Executor’s Right to a Fee
Under certain situations, an Executor may receive a fee in connection with serving as Executor of an Estate. Texas Probate Code Section 241 (“Compensation of Personal Representatives”) presently governs the compensation of executors in Texas in the absence of a testamentary provision to the contrary. The statutory fee only applies when the Testator’s Will is silent as to how compensation is to be paid. If the Will says “reasonable compensation,” Section 241(a) does not apply.
Texas Probate Code Section 241(a) contains three major exceptions to the general rule that an executor will be entitled to a percentage commission on the receipt and payout of “cash” and expressly provides that:
- No ordinary commission shall be allowed to an executor for receiving funds belonging to a testator or intestate estate which were on hand or were held for the benefit of the decedent at the time of death in a financial institution or a brokerage firm including cash or a cash equivalent held in a checking account or a savings account, certificate of deposit or money market account;
- No ordinary commission shall be allowed on the collection of proceeds of any life insurance policy;
- No commissions shall be allowed for paying out cash to the heirs or distributees of such in payment of their bequests or inheritance.

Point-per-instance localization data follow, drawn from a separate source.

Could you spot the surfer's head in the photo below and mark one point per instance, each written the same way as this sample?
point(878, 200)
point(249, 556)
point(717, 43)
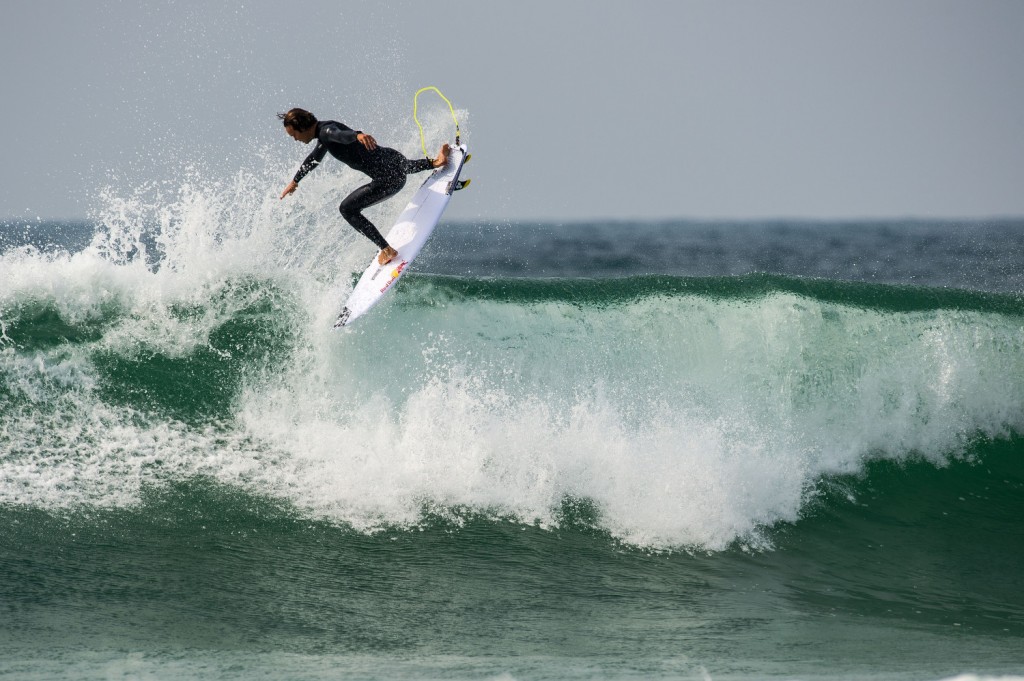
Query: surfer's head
point(300, 124)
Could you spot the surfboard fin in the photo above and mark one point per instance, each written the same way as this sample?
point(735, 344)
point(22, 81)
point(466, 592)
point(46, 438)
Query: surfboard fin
point(342, 318)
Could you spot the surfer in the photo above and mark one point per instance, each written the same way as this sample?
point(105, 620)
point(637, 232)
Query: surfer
point(386, 167)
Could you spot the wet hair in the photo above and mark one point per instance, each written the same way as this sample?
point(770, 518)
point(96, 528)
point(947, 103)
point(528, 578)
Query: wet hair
point(299, 119)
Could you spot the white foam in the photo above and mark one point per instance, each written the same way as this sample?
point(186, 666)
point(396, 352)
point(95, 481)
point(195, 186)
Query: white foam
point(686, 421)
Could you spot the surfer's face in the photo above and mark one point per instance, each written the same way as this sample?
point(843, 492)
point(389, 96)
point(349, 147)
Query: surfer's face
point(304, 136)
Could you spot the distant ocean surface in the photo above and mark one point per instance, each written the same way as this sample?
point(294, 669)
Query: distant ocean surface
point(674, 450)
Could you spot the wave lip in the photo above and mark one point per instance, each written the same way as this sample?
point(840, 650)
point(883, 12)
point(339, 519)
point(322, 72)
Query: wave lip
point(689, 412)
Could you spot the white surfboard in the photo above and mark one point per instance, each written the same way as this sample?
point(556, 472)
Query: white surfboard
point(408, 236)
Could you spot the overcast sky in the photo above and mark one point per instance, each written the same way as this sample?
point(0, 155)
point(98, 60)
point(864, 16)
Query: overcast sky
point(576, 110)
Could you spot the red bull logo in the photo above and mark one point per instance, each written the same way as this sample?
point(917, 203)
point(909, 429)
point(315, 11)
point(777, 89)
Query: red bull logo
point(394, 274)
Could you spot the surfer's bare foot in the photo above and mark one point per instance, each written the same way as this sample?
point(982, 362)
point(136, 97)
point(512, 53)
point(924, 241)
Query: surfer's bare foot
point(441, 159)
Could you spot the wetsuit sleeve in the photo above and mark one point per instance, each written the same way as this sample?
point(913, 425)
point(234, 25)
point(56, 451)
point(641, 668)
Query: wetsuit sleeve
point(311, 161)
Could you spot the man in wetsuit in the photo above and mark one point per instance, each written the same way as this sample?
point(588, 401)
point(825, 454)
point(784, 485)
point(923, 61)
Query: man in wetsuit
point(387, 168)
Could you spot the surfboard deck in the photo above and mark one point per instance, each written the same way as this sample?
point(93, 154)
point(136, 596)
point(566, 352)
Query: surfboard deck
point(410, 232)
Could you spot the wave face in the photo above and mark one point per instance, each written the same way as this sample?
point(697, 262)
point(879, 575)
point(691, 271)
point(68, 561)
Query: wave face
point(689, 413)
point(532, 473)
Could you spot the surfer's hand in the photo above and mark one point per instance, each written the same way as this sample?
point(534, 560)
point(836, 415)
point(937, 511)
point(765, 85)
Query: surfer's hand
point(292, 186)
point(368, 140)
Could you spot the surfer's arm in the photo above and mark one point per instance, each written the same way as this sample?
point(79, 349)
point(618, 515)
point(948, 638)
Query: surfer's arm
point(311, 162)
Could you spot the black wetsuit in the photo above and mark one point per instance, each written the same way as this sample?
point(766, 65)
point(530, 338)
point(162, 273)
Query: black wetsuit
point(387, 169)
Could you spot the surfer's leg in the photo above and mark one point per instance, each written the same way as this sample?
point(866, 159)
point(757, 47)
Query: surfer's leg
point(365, 197)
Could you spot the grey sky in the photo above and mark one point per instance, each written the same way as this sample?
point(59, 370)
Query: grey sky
point(577, 110)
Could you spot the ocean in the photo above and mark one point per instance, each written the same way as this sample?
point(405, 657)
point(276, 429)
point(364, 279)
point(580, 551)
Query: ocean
point(603, 450)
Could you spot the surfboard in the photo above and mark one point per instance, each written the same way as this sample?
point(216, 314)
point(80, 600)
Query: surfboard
point(410, 232)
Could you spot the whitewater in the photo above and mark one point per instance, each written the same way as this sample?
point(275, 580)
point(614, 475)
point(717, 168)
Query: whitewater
point(743, 451)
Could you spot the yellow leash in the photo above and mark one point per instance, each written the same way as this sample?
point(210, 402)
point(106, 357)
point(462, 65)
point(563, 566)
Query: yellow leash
point(423, 142)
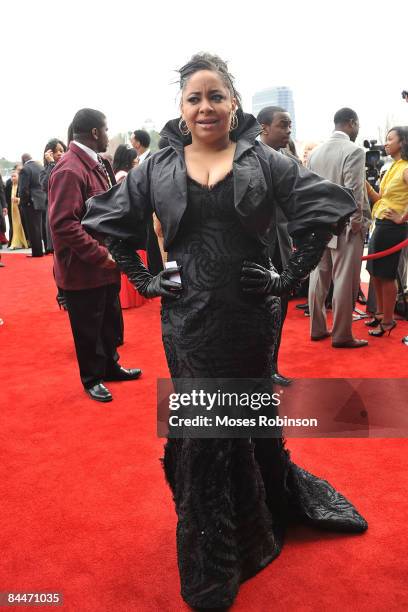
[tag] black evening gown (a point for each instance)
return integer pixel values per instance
(234, 497)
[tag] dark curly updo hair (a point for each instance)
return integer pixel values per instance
(402, 131)
(206, 61)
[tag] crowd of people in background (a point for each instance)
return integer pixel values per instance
(334, 284)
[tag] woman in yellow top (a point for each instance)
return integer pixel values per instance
(390, 212)
(18, 240)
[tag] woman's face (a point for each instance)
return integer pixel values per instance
(58, 152)
(206, 106)
(393, 144)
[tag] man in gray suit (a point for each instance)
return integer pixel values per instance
(33, 202)
(343, 162)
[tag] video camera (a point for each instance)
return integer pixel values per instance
(374, 162)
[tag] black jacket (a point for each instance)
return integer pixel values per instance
(29, 188)
(263, 180)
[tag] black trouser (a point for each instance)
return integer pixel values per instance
(34, 221)
(95, 324)
(284, 300)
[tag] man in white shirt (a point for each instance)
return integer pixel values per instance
(342, 162)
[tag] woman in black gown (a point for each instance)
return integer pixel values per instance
(214, 190)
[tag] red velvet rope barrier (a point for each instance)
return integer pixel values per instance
(389, 251)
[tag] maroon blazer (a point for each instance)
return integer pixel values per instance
(77, 255)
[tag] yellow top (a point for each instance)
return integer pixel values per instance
(393, 191)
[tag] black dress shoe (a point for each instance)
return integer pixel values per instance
(283, 381)
(99, 393)
(120, 373)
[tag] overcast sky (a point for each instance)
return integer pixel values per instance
(120, 57)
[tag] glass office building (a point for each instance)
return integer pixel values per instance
(275, 96)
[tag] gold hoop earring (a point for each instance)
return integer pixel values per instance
(234, 121)
(183, 127)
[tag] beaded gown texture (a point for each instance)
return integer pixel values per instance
(234, 498)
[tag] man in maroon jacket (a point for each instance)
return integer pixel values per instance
(83, 267)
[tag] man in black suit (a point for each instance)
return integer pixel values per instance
(32, 202)
(276, 129)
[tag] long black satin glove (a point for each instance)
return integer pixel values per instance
(147, 285)
(310, 248)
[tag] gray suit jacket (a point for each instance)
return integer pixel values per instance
(343, 162)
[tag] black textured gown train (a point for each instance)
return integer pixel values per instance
(233, 498)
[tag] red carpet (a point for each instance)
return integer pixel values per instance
(85, 510)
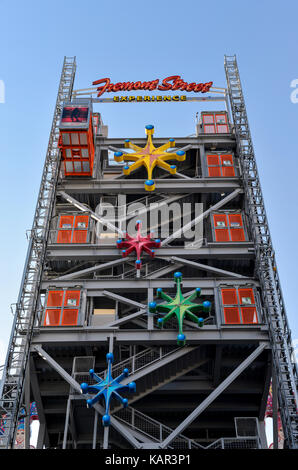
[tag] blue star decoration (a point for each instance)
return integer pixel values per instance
(107, 388)
(180, 306)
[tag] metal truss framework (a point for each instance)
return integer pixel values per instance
(280, 335)
(135, 309)
(27, 305)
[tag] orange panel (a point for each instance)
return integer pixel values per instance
(212, 160)
(208, 118)
(246, 297)
(214, 171)
(228, 169)
(222, 129)
(249, 315)
(72, 298)
(236, 227)
(55, 298)
(222, 235)
(80, 220)
(229, 296)
(231, 315)
(66, 221)
(209, 129)
(70, 317)
(79, 236)
(220, 118)
(220, 220)
(64, 236)
(52, 317)
(237, 235)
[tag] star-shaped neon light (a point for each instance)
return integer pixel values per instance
(149, 157)
(138, 244)
(107, 388)
(181, 307)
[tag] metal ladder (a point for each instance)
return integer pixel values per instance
(284, 365)
(12, 385)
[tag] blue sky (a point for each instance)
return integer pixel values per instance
(141, 41)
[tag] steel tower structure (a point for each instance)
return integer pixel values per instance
(80, 299)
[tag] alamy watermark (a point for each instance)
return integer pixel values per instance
(294, 94)
(167, 221)
(2, 91)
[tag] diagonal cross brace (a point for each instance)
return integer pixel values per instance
(205, 403)
(74, 384)
(201, 217)
(94, 216)
(211, 269)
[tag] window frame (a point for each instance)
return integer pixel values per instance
(73, 229)
(240, 306)
(63, 307)
(228, 226)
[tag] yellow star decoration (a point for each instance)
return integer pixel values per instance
(149, 157)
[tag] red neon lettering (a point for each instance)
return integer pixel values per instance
(103, 88)
(165, 86)
(206, 87)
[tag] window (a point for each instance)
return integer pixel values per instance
(73, 229)
(228, 228)
(62, 308)
(215, 123)
(239, 306)
(77, 151)
(220, 165)
(221, 123)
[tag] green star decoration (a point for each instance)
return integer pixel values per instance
(181, 307)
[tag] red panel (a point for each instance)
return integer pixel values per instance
(236, 227)
(72, 298)
(66, 220)
(55, 298)
(52, 317)
(64, 236)
(79, 236)
(231, 315)
(213, 165)
(70, 317)
(209, 129)
(220, 118)
(80, 220)
(228, 169)
(208, 118)
(222, 129)
(221, 233)
(246, 297)
(249, 315)
(212, 160)
(229, 296)
(214, 171)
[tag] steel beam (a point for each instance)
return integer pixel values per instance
(136, 186)
(74, 384)
(100, 286)
(122, 299)
(210, 334)
(207, 268)
(235, 250)
(126, 319)
(94, 216)
(201, 217)
(93, 269)
(213, 395)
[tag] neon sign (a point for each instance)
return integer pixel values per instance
(174, 83)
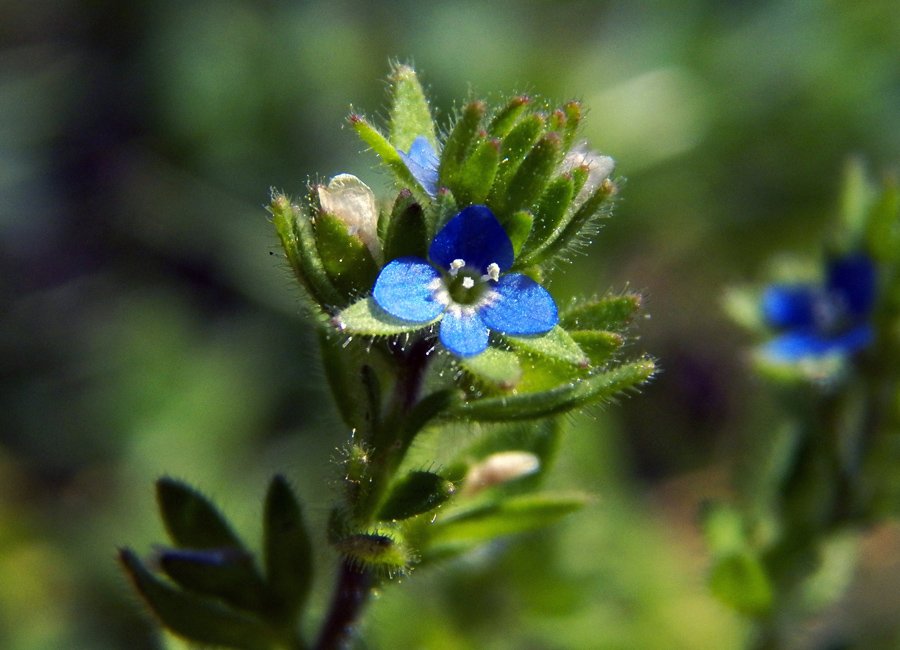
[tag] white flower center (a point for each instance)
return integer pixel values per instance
(464, 290)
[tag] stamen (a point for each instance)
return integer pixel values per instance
(493, 272)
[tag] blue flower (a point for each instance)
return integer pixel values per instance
(820, 321)
(422, 162)
(463, 286)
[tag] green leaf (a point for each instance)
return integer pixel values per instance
(550, 210)
(518, 227)
(407, 231)
(740, 581)
(575, 225)
(191, 520)
(517, 514)
(472, 184)
(346, 258)
(460, 141)
(288, 550)
(497, 368)
(555, 344)
(598, 346)
(611, 314)
(576, 394)
(341, 363)
(413, 494)
(389, 156)
(883, 228)
(516, 146)
(193, 617)
(573, 121)
(299, 242)
(534, 173)
(226, 573)
(505, 119)
(367, 318)
(410, 116)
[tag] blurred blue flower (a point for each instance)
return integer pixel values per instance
(422, 162)
(462, 286)
(820, 321)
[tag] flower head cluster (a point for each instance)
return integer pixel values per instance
(464, 286)
(821, 321)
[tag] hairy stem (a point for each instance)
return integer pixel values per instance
(350, 596)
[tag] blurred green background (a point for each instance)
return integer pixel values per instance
(147, 329)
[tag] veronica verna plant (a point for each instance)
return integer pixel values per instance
(809, 484)
(432, 313)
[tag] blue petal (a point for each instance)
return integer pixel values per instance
(465, 335)
(794, 346)
(473, 235)
(797, 345)
(422, 162)
(853, 278)
(786, 306)
(402, 290)
(523, 307)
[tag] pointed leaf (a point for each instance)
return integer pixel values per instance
(505, 119)
(515, 148)
(389, 156)
(288, 549)
(514, 515)
(555, 344)
(740, 581)
(575, 394)
(225, 573)
(367, 318)
(299, 242)
(611, 314)
(518, 228)
(407, 232)
(598, 345)
(194, 617)
(550, 210)
(346, 258)
(410, 116)
(573, 121)
(534, 173)
(497, 368)
(472, 184)
(191, 520)
(460, 142)
(413, 494)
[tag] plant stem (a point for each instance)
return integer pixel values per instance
(350, 596)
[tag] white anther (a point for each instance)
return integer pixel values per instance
(493, 272)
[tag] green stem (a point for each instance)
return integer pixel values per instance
(389, 440)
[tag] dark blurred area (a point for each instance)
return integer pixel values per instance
(148, 327)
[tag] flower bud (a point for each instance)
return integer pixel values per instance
(350, 200)
(500, 468)
(599, 168)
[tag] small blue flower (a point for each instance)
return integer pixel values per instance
(463, 286)
(820, 321)
(422, 162)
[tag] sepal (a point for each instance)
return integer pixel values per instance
(367, 318)
(287, 550)
(226, 573)
(414, 494)
(191, 520)
(194, 617)
(410, 115)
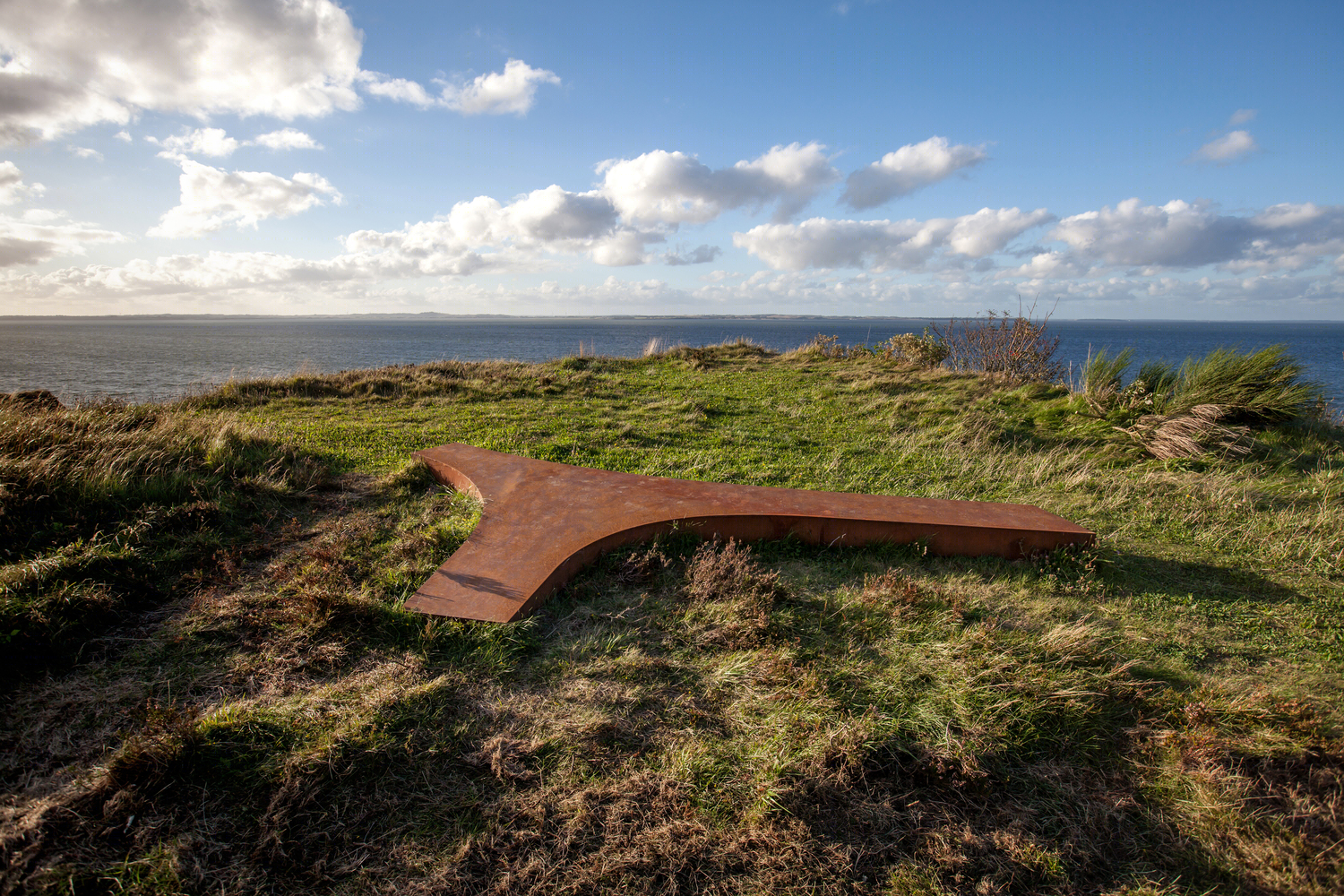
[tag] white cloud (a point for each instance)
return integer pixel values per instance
(698, 255)
(486, 234)
(1185, 236)
(395, 89)
(72, 65)
(214, 142)
(26, 241)
(13, 188)
(212, 198)
(497, 93)
(1226, 150)
(908, 169)
(285, 139)
(202, 142)
(882, 245)
(671, 187)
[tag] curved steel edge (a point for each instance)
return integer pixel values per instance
(457, 589)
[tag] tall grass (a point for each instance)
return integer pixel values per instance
(107, 506)
(1209, 405)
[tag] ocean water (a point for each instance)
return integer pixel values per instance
(140, 359)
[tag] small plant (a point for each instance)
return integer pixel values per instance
(824, 346)
(925, 351)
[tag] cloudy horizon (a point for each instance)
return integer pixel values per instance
(304, 158)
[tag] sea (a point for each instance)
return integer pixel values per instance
(152, 359)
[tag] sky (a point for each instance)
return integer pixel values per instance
(1120, 160)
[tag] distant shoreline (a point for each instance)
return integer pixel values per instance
(623, 317)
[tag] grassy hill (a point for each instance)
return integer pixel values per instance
(210, 685)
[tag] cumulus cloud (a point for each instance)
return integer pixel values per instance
(1228, 148)
(285, 139)
(34, 238)
(202, 142)
(214, 142)
(69, 65)
(487, 234)
(698, 255)
(672, 187)
(212, 198)
(497, 93)
(908, 169)
(882, 245)
(1185, 236)
(13, 188)
(397, 89)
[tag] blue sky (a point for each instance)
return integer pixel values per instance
(306, 158)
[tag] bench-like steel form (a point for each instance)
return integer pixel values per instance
(543, 521)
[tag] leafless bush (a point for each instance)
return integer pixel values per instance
(1013, 347)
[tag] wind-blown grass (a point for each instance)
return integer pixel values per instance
(1159, 715)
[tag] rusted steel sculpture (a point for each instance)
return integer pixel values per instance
(543, 521)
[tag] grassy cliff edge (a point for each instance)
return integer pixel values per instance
(212, 686)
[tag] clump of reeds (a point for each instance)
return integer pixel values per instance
(1206, 406)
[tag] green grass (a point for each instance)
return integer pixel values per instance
(1160, 715)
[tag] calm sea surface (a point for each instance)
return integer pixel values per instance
(156, 358)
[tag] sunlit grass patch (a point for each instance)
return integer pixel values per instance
(1158, 713)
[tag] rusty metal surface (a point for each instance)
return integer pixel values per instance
(543, 521)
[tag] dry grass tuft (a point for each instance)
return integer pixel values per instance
(1193, 435)
(741, 592)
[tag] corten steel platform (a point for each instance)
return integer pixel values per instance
(543, 521)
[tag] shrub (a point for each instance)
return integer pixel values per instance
(1015, 349)
(925, 351)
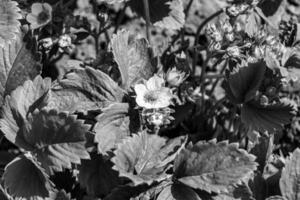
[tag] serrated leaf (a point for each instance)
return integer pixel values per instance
(267, 118)
(242, 192)
(9, 21)
(112, 126)
(24, 99)
(24, 177)
(178, 192)
(58, 139)
(144, 158)
(166, 14)
(97, 176)
(133, 57)
(59, 195)
(273, 10)
(126, 192)
(17, 64)
(85, 89)
(213, 167)
(243, 82)
(289, 181)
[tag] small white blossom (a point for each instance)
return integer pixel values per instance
(153, 94)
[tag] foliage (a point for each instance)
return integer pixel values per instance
(148, 99)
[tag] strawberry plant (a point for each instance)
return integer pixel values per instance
(149, 100)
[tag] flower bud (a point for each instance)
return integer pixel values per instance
(271, 91)
(46, 43)
(210, 29)
(233, 51)
(226, 27)
(215, 46)
(230, 37)
(264, 100)
(64, 41)
(175, 78)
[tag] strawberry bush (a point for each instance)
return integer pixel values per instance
(149, 100)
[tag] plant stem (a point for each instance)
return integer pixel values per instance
(147, 14)
(202, 25)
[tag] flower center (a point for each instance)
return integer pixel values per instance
(151, 96)
(43, 17)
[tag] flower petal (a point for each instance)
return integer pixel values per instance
(47, 8)
(155, 83)
(140, 101)
(36, 8)
(140, 89)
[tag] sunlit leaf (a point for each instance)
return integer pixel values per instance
(289, 181)
(24, 99)
(24, 177)
(144, 158)
(133, 57)
(9, 21)
(85, 89)
(213, 167)
(112, 126)
(17, 64)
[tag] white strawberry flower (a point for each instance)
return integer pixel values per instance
(153, 94)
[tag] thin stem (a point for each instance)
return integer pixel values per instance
(202, 25)
(217, 81)
(147, 14)
(120, 18)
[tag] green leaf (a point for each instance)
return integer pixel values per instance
(242, 192)
(24, 99)
(289, 181)
(273, 10)
(84, 89)
(166, 14)
(144, 158)
(126, 192)
(17, 64)
(275, 198)
(9, 21)
(178, 192)
(213, 167)
(24, 177)
(97, 176)
(112, 127)
(133, 57)
(58, 139)
(267, 118)
(59, 195)
(243, 82)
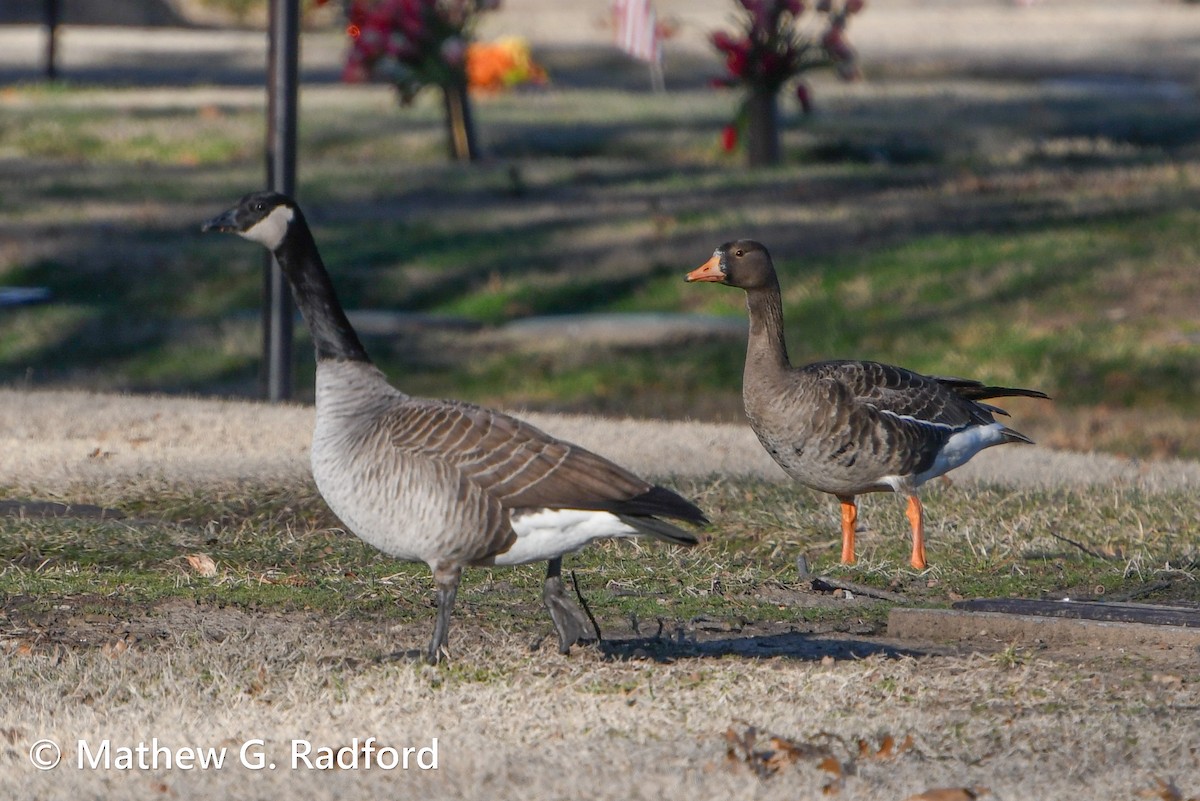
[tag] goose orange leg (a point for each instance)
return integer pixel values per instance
(916, 515)
(849, 519)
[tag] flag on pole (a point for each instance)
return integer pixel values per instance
(637, 30)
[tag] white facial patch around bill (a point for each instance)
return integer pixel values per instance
(270, 229)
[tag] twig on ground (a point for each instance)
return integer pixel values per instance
(828, 584)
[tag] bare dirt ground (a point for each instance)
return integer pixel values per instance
(646, 715)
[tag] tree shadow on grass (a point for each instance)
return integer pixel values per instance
(791, 645)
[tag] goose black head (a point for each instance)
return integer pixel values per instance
(263, 217)
(744, 264)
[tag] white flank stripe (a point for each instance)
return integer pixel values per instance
(961, 446)
(553, 533)
(637, 30)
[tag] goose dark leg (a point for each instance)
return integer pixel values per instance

From the statutory exceptions listed above, it is clear that most cash funds that the executor will administer and distribute over the course of an administration will be excluded from the computation of the statutory commission. In addition, the independent executor must actually be appointed and render some services to an estate to be entitled to receive a commission. However, the services that are performed do not have to be directly or indirectly connected with the specific receipts of cash during the administration for the executor to receive a commission under Section 241. There is no statutory requirement that the independent executor actually “earn” its commissions on the receipts and/or payouts of cash on which the commission is based.
As a beneficiary, if you believe that the executor has taken a “fee” from the Estate, you should consult an attorney immediately to confirm whether such action was appropriate. If the “fee” was not appropriate, the executor may be liable for breach of fiduciary duty. The application of Section 241 can be tricky. While there are many instances where a fee is inappropriate, there are also many circumstances that often arise in even the most routine estate administrations that justify a fee.